OPEC+ data shows that by the end of the year oil demand will be 99.8 million barrels per day (bpd) versus supply of 97.5 million bpd.

This rebalancing will be led by resurgent demand in the United States, the world’s biggest oil user, as well as in China, the world’s second-biggest oil consumer, and the UK as it emerges from COVID-19 lockdowns.

“The U.S. driving season is a period that sees higher than normal fuel consumption. UK traffic is now sitting above pre-pandemic levels,” CBA commodities analyst Vivek Dhar said in a note. “We continue to see the oil demand recovery led by the U.S., Europe and China.”

U.S. crude oil inventories fell by more than 5 million barrels last week, according to two market sources, citing American Petroleum Institute figures on Wednesday.

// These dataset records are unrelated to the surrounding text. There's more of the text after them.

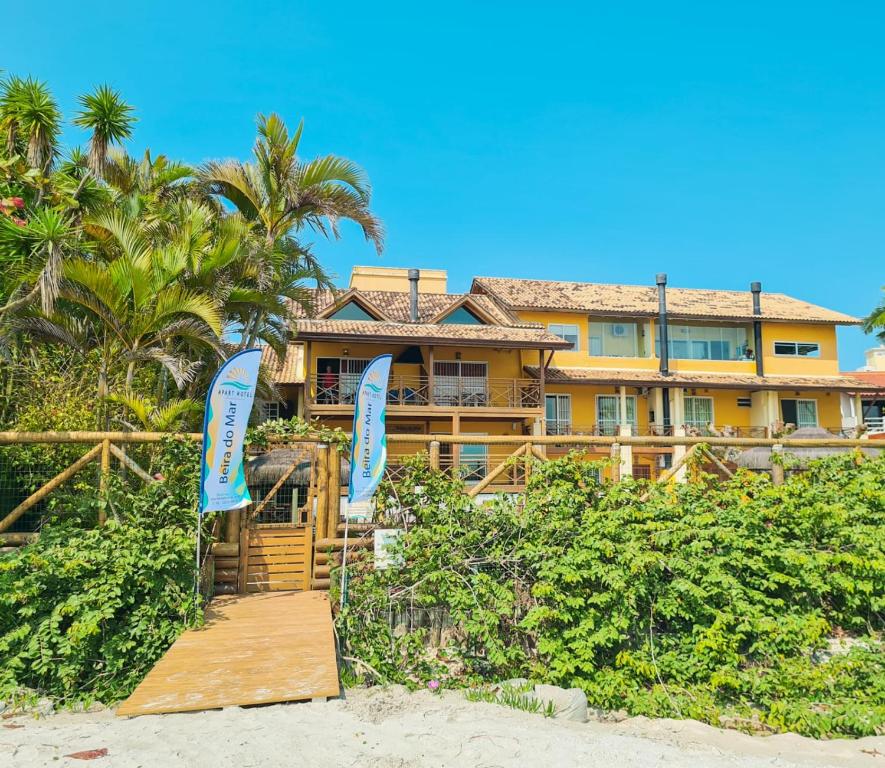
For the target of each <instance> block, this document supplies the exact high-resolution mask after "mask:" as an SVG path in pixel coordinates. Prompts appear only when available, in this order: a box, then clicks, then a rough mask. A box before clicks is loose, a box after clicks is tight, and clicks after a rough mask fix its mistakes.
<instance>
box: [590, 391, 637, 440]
mask: <svg viewBox="0 0 885 768" xmlns="http://www.w3.org/2000/svg"><path fill="white" fill-rule="evenodd" d="M620 400H621V397H620V395H597V396H596V424H597V426H598V427H599V432H600V434H603V435H614V434H616V433H617V431H618V425H619V424H620V423H621V416H620V410H621V408H620ZM627 423H628V424H630V425H632V426H633V429H634V431H635V430H636V397H635V396H633V395H628V396H627Z"/></svg>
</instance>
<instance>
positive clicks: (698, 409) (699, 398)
mask: <svg viewBox="0 0 885 768" xmlns="http://www.w3.org/2000/svg"><path fill="white" fill-rule="evenodd" d="M712 423H713V398H712V397H686V398H685V426H686V427H701V428H706V427H708V426H709V425H710V424H712Z"/></svg>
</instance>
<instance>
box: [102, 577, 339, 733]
mask: <svg viewBox="0 0 885 768" xmlns="http://www.w3.org/2000/svg"><path fill="white" fill-rule="evenodd" d="M338 692H339V689H338V665H337V662H336V659H335V639H334V634H333V631H332V612H331V609H330V606H329V598H328V595H327V594H326V593H324V592H267V593H260V594H254V595H237V596H231V597H220V598H216V599H215V600H213V601H212V603H211V604H210V606H209V608H208V609H207V611H206V623H205V626H203V627H202V628H201V629H193V630H188V631H187V632H185V633H184V634H183V635H182V636H181V637H179V638H178V640H176V641H175V643H173V645H172V647H171V648H170V649H169V650H168V651H167V652H166V655H165V656H163V658H162V659H160V661H159V662H157V665H156V666H155V667H154V668H153V669H152V670H151V671H150V673H149V674H148V675H147V677H146V678H145V679H144V680H143V681H142V683H141V685H139V686H138V688H136V689H135V691H134V692H133V693H132V695H131V696H130V697H129V698H128V699H126V701H124V702H123V703H122V704H121V705H120V707H119V708H118V709H117V714H118V715H122V716H132V715H147V714H162V713H165V712H188V711H194V710H200V709H216V708H219V707H227V706H234V705H239V706H243V705H247V704H271V703H275V702H281V701H299V700H304V699H313V698H320V697H329V696H337V695H338Z"/></svg>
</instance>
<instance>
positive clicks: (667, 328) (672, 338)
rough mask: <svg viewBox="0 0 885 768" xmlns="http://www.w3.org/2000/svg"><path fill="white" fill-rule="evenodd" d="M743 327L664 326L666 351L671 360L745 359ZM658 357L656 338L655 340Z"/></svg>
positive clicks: (744, 326) (656, 352)
mask: <svg viewBox="0 0 885 768" xmlns="http://www.w3.org/2000/svg"><path fill="white" fill-rule="evenodd" d="M748 338H749V335H748V330H747V327H746V326H742V325H731V326H728V325H727V326H712V325H676V324H670V325H668V326H667V351H668V353H669V355H670V357H671V358H673V359H674V360H749V359H751V357H750V353H749V347H748V345H747V339H748ZM655 354H656V355H657V356H658V357H660V354H661V342H660V338H658V339H655Z"/></svg>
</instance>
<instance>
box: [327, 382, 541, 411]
mask: <svg viewBox="0 0 885 768" xmlns="http://www.w3.org/2000/svg"><path fill="white" fill-rule="evenodd" d="M359 379H360V377H359V374H328V373H327V374H320V375H318V376H317V375H314V376H311V377H310V391H311V393H312V396H311V402H312V403H313V404H314V405H316V406H348V407H353V404H354V400H355V399H356V392H357V388H358V387H359ZM387 404H388V405H389V406H392V407H396V406H399V407H414V408H427V407H437V408H499V409H500V408H508V409H520V408H533V409H538V408H540V407H541V386H540V384H539V383H538V381H537V380H535V379H498V378H496V379H490V378H485V377H479V376H463V377H457V378H456V377H453V376H437V377H435V379H434V380H433V381H431V379H430V378H429V377H427V376H399V375H396V374H394V375H392V376H391V377H390V381H389V382H388V385H387Z"/></svg>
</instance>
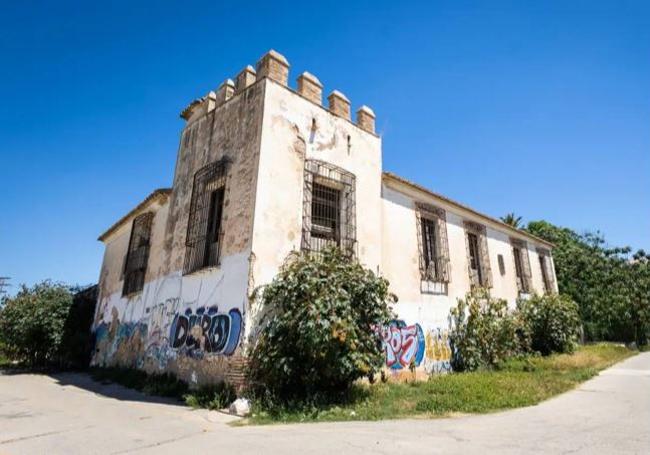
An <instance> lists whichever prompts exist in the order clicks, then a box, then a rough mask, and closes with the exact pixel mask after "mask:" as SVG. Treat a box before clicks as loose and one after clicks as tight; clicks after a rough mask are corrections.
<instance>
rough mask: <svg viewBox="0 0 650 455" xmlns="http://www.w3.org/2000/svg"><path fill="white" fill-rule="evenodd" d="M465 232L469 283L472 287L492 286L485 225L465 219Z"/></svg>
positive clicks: (491, 276)
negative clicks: (487, 248)
mask: <svg viewBox="0 0 650 455" xmlns="http://www.w3.org/2000/svg"><path fill="white" fill-rule="evenodd" d="M465 232H466V235H465V241H466V247H467V260H468V266H469V278H470V284H471V286H472V287H484V288H489V287H492V272H491V270H490V258H489V256H488V249H487V236H486V229H485V226H481V225H480V224H476V223H473V222H471V221H466V222H465Z"/></svg>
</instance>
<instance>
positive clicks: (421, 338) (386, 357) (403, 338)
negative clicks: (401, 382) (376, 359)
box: [381, 320, 425, 370]
mask: <svg viewBox="0 0 650 455" xmlns="http://www.w3.org/2000/svg"><path fill="white" fill-rule="evenodd" d="M381 337H382V344H383V347H384V352H385V353H386V366H387V367H389V368H392V369H394V370H401V369H402V368H409V366H411V364H415V366H416V367H417V366H419V365H420V363H421V362H422V358H423V357H424V347H425V340H424V333H423V332H422V328H421V327H420V324H413V325H408V326H407V325H406V323H405V322H404V321H402V320H396V321H392V322H391V323H390V324H389V325H388V326H387V327H384V328H382V329H381Z"/></svg>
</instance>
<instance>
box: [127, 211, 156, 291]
mask: <svg viewBox="0 0 650 455" xmlns="http://www.w3.org/2000/svg"><path fill="white" fill-rule="evenodd" d="M152 222H153V213H152V212H146V213H143V214H141V215H138V216H137V217H135V218H134V220H133V224H132V225H131V236H130V238H129V247H128V249H127V253H126V259H125V261H124V285H123V287H122V295H123V296H127V295H130V294H134V293H136V292H140V291H141V290H142V288H143V287H144V279H145V274H146V272H147V263H148V261H149V244H150V241H151V225H152Z"/></svg>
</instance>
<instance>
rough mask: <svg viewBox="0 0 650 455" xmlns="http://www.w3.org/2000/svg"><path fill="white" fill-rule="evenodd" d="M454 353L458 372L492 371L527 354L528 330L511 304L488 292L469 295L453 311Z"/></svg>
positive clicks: (453, 337)
mask: <svg viewBox="0 0 650 455" xmlns="http://www.w3.org/2000/svg"><path fill="white" fill-rule="evenodd" d="M450 319H451V326H452V327H451V331H450V334H449V342H450V345H451V350H452V357H451V365H452V368H453V369H454V370H455V371H472V370H476V369H479V368H491V367H494V366H496V365H497V364H498V363H500V362H502V361H503V360H505V359H507V358H509V357H511V356H513V355H516V354H518V353H520V352H523V351H525V350H527V348H528V337H527V333H526V331H525V327H524V326H523V325H522V324H521V321H520V320H519V318H517V315H516V314H515V313H514V312H510V311H509V310H508V302H507V301H505V300H503V299H495V298H493V297H491V296H490V293H489V291H488V290H486V289H476V290H474V291H472V292H469V293H468V294H467V295H466V297H465V299H464V300H463V299H458V305H457V306H456V307H455V308H452V309H451V311H450Z"/></svg>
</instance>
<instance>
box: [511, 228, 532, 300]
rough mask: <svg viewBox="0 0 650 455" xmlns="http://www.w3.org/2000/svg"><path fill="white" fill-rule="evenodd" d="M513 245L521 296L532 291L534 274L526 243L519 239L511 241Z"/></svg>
mask: <svg viewBox="0 0 650 455" xmlns="http://www.w3.org/2000/svg"><path fill="white" fill-rule="evenodd" d="M510 243H511V244H512V257H513V261H514V265H515V277H516V281H517V290H518V291H519V293H520V294H528V293H530V291H531V289H532V273H531V271H530V259H529V257H528V247H527V246H526V242H524V241H523V240H519V239H514V238H511V239H510Z"/></svg>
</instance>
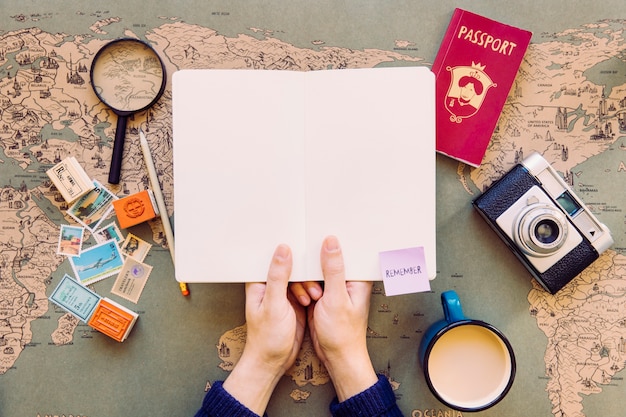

OPEC+ agreed on Tuesday to continue with plans to ease supply curbs through July.

The OPEC+ meeting lasted 20 minutes, the quickest in the grouping’s history, suggesting strong compliance among members and the conviction that demand will recover once the COVID-19 pandemic shows sign of abating.

A slowdown in talks between the United States and Iran over the latter’s nuclear program has also reduced expectations for a return of Iranian oil supplies to the market this year.

The European Union envoy coordinating the discussions said he believed a deal would be struck at the next round of talks starting next week, though other diplomats cautioned that difficulties remain.

PVM Oil associates cast doubt on an extended rally as the contract-for-difference (CFD) curve that reflects the physical market was in a contango structure in which prompt prices are lower than later dates. Oil futures are in the opposite backwardated structure.

“This hints at a well-supplied physical market,” PVM analyst Tamas Varga said in a daily note, adding that the way up to $80 a barrel will be paved with temporary setbacks.